The study said the wolf may have partially consumed two of the kits, and scavengers could have further eaten the carcasses.

Given that most red fox litters have three to six kits, the wolf may have eaten others, it said, although adults sometimes split their litters between two dens.

American martens, crows and European pine marten feed on red fox kits, but those species wouldn’t have been able to excavate the hollowed tree trunk to reach the den or to create the large puncture wounds found on the carcasses, according to the study.
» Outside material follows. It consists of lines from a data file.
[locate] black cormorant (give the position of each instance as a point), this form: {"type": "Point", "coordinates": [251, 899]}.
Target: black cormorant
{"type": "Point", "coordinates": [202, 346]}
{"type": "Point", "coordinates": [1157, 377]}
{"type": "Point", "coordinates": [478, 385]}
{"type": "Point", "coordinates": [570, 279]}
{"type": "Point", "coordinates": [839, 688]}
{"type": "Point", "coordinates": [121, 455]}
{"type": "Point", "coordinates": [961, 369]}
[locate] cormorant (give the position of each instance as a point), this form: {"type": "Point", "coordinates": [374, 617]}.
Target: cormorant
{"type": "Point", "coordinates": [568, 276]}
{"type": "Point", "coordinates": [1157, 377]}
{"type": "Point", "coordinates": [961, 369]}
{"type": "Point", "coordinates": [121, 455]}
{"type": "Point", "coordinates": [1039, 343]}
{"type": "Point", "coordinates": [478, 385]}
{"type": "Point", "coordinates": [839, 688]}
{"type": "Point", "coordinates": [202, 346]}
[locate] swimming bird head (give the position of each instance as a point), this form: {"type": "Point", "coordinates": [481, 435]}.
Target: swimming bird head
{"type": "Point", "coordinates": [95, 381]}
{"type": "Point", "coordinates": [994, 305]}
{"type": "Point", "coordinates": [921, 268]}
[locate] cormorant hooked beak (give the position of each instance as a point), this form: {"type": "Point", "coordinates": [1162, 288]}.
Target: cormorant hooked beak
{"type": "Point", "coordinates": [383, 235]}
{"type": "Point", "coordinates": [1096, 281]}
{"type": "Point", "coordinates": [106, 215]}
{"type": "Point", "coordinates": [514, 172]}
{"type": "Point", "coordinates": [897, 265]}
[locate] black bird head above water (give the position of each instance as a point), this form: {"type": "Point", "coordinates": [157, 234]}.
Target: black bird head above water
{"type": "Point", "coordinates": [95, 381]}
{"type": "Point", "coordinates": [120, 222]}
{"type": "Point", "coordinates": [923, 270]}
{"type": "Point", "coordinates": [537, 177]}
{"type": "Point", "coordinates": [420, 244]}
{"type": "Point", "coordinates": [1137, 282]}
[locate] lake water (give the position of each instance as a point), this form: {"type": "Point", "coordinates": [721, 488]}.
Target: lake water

Nineteen wolves, including 016M, were transplanted to the island from Ontario and Minnesota between September 2018 and September 2019. Isle Royale’s wolf population has grown since then to the upper 20s, not counting those born this spring, Romanski said.

The ultimate goal of the GPS tracking and related research is “to understand the ecosystem services” that wolves – the transplanted ones and their offspring – play on Isle Royale, he said.

Documenting such uncommon killings hel scientists understand the effects when a dominant competitor is reintroduced into an ecosystem, the study said.

“We hoped they would kill moose,” he said, referring to the proliferation of moose that had been devastating Isle Royale’s plant life as the number of wolves plummeted.

And, as hoped for, they have been successfully killing both moose and beaver, he said.